FIGURE 4. Using a sample size of 200 triads, the statistical power of the log-linear approach to case-parent triad data for detecting maternal genetic associations with offspring disease risk depends on whether the offsprings’ own genotypes also affect disease risk. The underlying (or "true") maternal hetero- and homozygote relative risks (RRs) were, respectively, 1.4 and 2 in the log-additive scenarios (left panel), 2 and 2 in the dominant scenarios (middle panel), and null and 2 in the recessive scenarios (right panel). When offspring RRs were non-null, they were equal to the maternal RRs for a given underlying mode of inheritance. In all analyses, hetero- and homozygote RRs were estimated separately, with no assumptions about the underlying genetic model.

 
MDRR estimates with 80 percent power and 200 triads
When the underlying genetic model was log-additive and when 0.25 ≤ f ≤ 0.75, minimum detectable heterozygote relative risks were approximately 1.5–1.7 (figure 5). Variation of the MDRRs with f demonstrated slight skewing towards higher MDRRs as f approached 1, as compared with f near 0. MDRRs from the assumed-log-additive model were 6 percent lower than those from the unrestricted model, on average, and were never more than 14 percent lower.

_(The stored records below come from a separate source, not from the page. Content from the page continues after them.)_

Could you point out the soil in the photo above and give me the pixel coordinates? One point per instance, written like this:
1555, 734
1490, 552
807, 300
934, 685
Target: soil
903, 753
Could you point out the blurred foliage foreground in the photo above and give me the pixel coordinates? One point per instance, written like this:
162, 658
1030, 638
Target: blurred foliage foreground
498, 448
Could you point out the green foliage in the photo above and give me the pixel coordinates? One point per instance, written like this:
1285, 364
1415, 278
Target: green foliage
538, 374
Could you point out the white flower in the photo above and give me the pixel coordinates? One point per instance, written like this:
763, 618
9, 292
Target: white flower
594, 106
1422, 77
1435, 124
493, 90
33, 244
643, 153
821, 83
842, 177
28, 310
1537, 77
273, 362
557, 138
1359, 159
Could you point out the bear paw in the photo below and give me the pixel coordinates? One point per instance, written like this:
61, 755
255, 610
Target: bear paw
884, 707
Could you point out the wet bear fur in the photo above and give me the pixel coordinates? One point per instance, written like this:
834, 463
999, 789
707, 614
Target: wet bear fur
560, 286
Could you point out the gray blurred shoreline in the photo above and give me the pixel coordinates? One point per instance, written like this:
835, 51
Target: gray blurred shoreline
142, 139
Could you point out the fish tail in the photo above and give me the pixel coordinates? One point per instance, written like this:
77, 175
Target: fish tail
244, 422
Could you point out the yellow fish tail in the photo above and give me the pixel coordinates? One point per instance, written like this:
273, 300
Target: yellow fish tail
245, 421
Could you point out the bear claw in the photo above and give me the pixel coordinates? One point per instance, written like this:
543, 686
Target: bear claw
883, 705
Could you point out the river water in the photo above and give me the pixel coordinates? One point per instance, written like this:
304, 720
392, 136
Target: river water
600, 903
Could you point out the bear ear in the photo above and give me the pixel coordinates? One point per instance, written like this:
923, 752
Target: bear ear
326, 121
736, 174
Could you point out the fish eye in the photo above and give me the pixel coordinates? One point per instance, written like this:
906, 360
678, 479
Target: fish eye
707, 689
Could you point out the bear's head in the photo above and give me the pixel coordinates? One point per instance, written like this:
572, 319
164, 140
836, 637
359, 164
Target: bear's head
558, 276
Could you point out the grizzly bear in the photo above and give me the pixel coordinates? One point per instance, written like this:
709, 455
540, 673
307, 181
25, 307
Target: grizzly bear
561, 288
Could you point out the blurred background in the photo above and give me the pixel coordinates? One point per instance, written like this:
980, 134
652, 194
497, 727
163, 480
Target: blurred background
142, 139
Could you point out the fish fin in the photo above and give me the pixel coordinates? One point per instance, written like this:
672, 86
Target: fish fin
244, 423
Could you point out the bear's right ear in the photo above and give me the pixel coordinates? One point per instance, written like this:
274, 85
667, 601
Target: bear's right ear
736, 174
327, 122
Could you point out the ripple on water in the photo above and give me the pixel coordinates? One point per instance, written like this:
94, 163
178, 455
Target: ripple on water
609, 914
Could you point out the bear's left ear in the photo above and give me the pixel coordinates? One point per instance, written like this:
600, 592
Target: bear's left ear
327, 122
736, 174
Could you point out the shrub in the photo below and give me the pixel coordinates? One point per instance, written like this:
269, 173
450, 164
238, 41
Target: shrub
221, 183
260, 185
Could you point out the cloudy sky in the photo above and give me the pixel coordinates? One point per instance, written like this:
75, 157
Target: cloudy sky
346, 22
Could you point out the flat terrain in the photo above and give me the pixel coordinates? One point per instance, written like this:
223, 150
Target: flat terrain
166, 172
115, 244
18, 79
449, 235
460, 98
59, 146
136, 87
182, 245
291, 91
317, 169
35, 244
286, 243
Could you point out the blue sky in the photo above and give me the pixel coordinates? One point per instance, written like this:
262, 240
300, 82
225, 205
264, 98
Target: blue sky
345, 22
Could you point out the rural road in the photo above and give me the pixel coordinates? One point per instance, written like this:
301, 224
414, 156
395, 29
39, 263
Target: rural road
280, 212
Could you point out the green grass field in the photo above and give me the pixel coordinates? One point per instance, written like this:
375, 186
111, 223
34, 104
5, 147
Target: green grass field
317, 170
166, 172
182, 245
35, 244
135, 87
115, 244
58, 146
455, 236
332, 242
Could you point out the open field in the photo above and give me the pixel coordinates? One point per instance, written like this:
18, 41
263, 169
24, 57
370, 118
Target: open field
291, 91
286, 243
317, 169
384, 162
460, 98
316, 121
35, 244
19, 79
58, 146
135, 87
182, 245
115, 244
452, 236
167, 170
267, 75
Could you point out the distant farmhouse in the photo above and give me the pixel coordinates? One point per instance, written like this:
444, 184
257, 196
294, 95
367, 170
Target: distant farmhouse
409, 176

View larger version (28K):
[in this window]
[in a new window]
 
FIGURE 5. Minimum detectable maternal relative risks (MDRRs) according to high-risk variant allele frequency when the underlying genetic model is log-additive (left panel), dominant (middle panel), or recessive (right panel), using a sample size of 200 case-parent triads. For all underlying modes of inheritance, hetero- and homozygote relative risks (RRs) were estimated separately, with no assumptions about the underlying genetic model (in the unrestricted model, the solid line indicates the homozygote RR and the dotted line indicates the heterozygote RR). Additionally, MDRRs were estimated in restricted analyses, in which the analytic model was assumed to be the same as the true mode of inheritance. For the underlying log-additive models, the maternal homozygote RR is indicated by the dashed line, and it was assumed to be the square of the maternal heterozygote RR; for the underlying dominant models, the true maternal RRs were equal; for the underlying recessive models, maternal heterozygote RRs were null, and the maternal homozygote RRs from the assumed-recessive analyses are indicated by the dashed lines. In all simulations, the offsprings’ own genotypes were unassociated with disease risk.

 
We observed minimum MDRRs of approximately 2 when 0.15 ≤ f ≤ 0.35 under a dominant genetic model and when 0.4 ≤ f ≤ 0.8 under a recessive genetic model (figure 5). The MDRR increased greatly outside of these ranges. When f was greater than 0.65 under dominant inheritance, MDRRs began to increase sharply, becoming prohibitively high. Under recessive inheritance, the MDRRs varied asymmetrically with f in the direction opposite of that observed with dominant inheritance, but this skewing was less severe. When the assumed model was the same as the true one, MDRRs from the assumed-dominant and assumed-recessive models were generally 5–20 percent lower than those from the unrestricted model.

Non-null offspring relative risks reduced MDRRs (by ≤23 percent) at lower f ’s and increased them at higher f ’s. The increases depended on the underlying genetic model and were as high as 100 percent under dominant inheritance (data not shown).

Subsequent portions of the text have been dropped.